Partners in planning by Janine Parker, Paragon LawSelect
This article was also featured as a column in the February 2016 issue of LPM. To read the issue in full, download LPM.
With the regulatory and legal landscape in a constant state of evolution, what services should you expect from your insurance broker, and how have these expanded over the past decade? Traditionally, a broker will represent your risk in the marketplace and offer you a range of quotations from different insurers to cover it. Since the demise of the Solicitors Indemnity Fund, open market insurers have faced numerous challenges and systemic claims in the form of the Accident Group, miner’s claims, lender claims from conveyancing, and general losses.
Many insurers withdrew from the market due to the losses in their portfolios being unsustainable, and this saw a space open up for unrated insurers, which temporarily solved a problem for the SRA and some practices. But given the track record of many unrated insurers in the marketplace, this was never going to be a long-term solution for a stable marketplace. Unrated insurers have all but disappeared and A-rated insurers are now creating good competition for practices, leading to moderate rate reductions and the removal of market volatility that hampered firms in the past.

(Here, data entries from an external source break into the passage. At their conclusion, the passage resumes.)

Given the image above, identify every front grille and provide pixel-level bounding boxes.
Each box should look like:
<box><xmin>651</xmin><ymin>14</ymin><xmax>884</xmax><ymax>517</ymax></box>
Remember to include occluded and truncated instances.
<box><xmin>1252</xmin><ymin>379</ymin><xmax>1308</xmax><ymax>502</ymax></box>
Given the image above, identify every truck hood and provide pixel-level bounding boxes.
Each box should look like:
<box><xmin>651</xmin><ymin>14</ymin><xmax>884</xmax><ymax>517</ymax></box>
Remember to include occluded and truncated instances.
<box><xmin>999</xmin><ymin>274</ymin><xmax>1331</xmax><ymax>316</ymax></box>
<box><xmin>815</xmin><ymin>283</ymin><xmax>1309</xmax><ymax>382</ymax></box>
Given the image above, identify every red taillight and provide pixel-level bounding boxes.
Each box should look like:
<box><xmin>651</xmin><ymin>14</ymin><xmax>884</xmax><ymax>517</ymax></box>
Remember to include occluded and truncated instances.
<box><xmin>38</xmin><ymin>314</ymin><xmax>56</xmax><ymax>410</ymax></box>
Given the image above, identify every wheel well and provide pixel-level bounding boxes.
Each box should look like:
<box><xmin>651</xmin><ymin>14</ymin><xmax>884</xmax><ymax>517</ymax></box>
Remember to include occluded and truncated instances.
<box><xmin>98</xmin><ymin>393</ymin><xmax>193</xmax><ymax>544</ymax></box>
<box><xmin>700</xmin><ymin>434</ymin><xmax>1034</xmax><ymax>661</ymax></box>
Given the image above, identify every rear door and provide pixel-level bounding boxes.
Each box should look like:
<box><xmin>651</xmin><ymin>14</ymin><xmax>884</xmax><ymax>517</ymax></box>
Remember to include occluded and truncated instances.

Over the past 15 years, brokers too have had to adapt and develop their offering to law firms. Brokers had the task of bringing new insurers into the solicitors PI market, often by using the strength of their relationships. In addition, insurers had to be convinced that there was a way of writing solicitors professional indemnity profitably, and brokers with direct relationships had to consider how they could assist this. The result was an enhancement of the risk management services brokers offered – first for the benefit of their clients and second to demonstrate to insurers a differential that would improve the performance of their portfolios.
This started with Lexcel consultancy, but has moved on considerably since. Risk management encompasses a number of different components that have expanded again in recent years. Since 2001 we have been in contact with over 4,000 solicitor practices, whether as clients or prospects. This gives us a unique insight into the profession and gives us first-hand experience of the plethora of challenges faced by SME law firms. In turn, our solutions and offerings have evolved using this experience to pass on insight to clients.
Business management is now a key element of support offered to firms. No longer is it sufficient to just offer broking, training, claims advocacy or risk bulletins. Firms can now expect assistance with business continuity and planning, marketing support, assistance with complaints management, business efficiency reviews, dedicated helplines, merger and acquisition advice, regulatory support and access to best practice document libraries.
Often many of these services will be sourced by your broker and provided by third-party experts, but what’s clear is that the role of traditional insurance broker is changing into that of a strategic partner. There is much more emphasis on consultancy and providing firms with a comprehensive risk and business management service. All these advisory components are, of course, interlinked, and it’s no coincidence that well-managed firms are usually more profitable and have better claims records than their peers. A well-managed portfolio allows the broker to negotiate more competitive premiums and therefore a positive cycle is created.
We are all part of a service industry, so ensure that your firm is obtaining the best service from your broker.